Insidieuse dans Le Genou d’Ahed (2021), la tristesse qui parcourt Oui est cette fois-ci plus que jamais concrète ; l’Histoire étant le mouvement le plus inexorable de tous, Gaza est l’éléphant dans la pièce, la plaie ouverte que ces folles entités cherchent à ignorer. Comme la récente Zone d’intérêt (2023), le génocide est le sujet d’une inconscience collective mais, à l’inverse du conceptualisme de Glazer, alourdissant chaque plan d’un symbole, Lapid préfère confronter le sujet avec brutalité. Gaza, dans l’imaginaire israélien, est d’ores et déjà pervertie, parfois placardée au premier plan : c’est une vidéo sensationnelle de mise à mort qu’on se partage sur un yacht ou une statistique bruyante (« 94 morts dans un bombardement ») qu’on regarde rapidement sur son téléphone. Mais qu’est-ce qu’un bruit au pays des flux, sinon une goutte d’eau dans l’océan ?

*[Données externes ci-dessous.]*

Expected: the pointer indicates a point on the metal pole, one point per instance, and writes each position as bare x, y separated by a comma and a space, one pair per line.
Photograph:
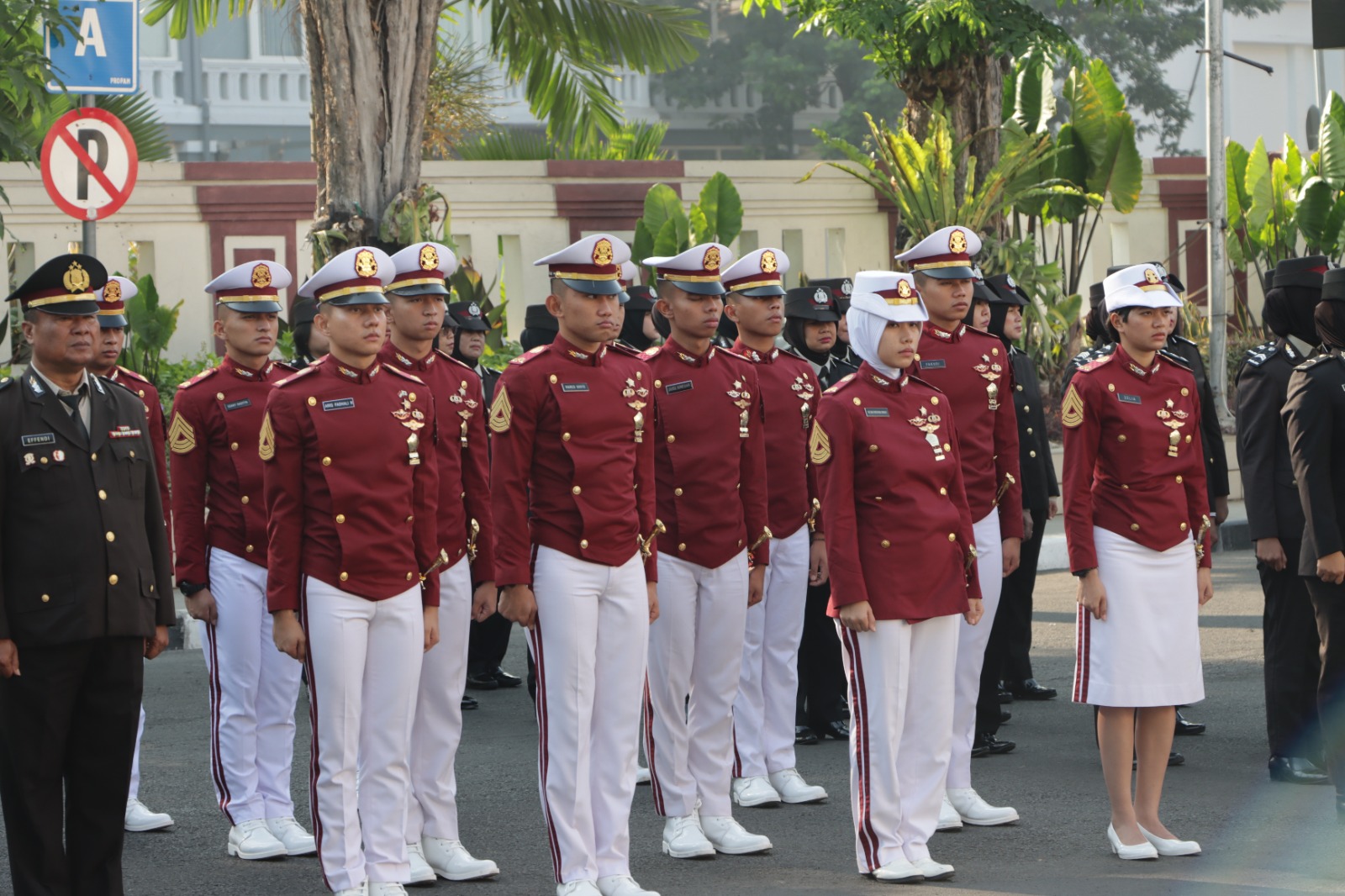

Dans une opposition aux tendances actuelles, visant toujours aux réactions les plus rapides face à l’actualité, Oui procède d’un mouvement inverse en invitant son couple de protagonistes à la fixité et donc à la réflexion. Abandonnant temporairement sa famille pour retrouver son ex-compagne, la trajectoire du jeune artiste est celle d’un retour sur soi, sur son passé : retrouver un ancien amour, dialoguer à nouveau avec la défunte mère (lors d’une averse de pierres surréaliste) et, in fine, regarder frontalement Gaza. Le chaos de la première moitié de Oui a ça de fort qu’il participe, pour le spectateur comme les protagonistes d’un aveuglement, dans lequel le film se complait volontairement pour mieux inviter à un retour au réel. À travers cette séquence sur la Colline de l’Amour, faisant face au génocide, il faut réapprendre à entendre et à voir. Voir l’horreur à travers la simplicité du plan large – échelle jusqu’ici proscrite par le film – sur la ville bombardée et sur ce qu’il laisse deviner dans les détails ; entendre enfin le silence, ponctué par les bombardements, ou la violence barbare des mots prononcés dans l’hymne que doit musicaliser Y.

Si la question israélienne est son centre, Oui est bel et bien universel. De ses magnats multimillionnaires qui se rachètent entre eux – Trump, Musk et consorts sont évidemment visés – jusqu’au rêve de notre couple (“On sera aimés et riches”), Lapid fait ici l’étalage d’un capitalisme dans lequel la culture, l’Histoire ou même la guerre sont interchangeables. Un chef d’état-major bâtit et détruit des gratte-ciel d’un claquement de doigts tandis qu’on chante la propagande sur du Bach ou dans un amphithéâtre antique, comme pour mieux faire passer la pilule en travestissant l’art. L’échappatoire, pour Y. et Yasmine, est le même que pour Lapid lui-même, à savoir la fuite vers l’Europe. Or, l’horreur, la vraie, qui se tapit au gré d’une réplique apparemment anodine assénée par Y, c’est que « les gens sont méchants partout dans le monde ». La fuite finale de ces deux corps désormais anémiques est celle d’un western, mais à la ligne de fuite désertique d’antan ne succède désormais plus qu’une route nocturne, privée d’horizon et d’espoir.

Oui / de Nadav Lapid / Avec Ariel Bronz, Efrat Dor, Naama Preis, Alexey Serebryakov / 2h29 / France, Israël, Chypre, Allemagne / Sortie le 17 septembre 2025.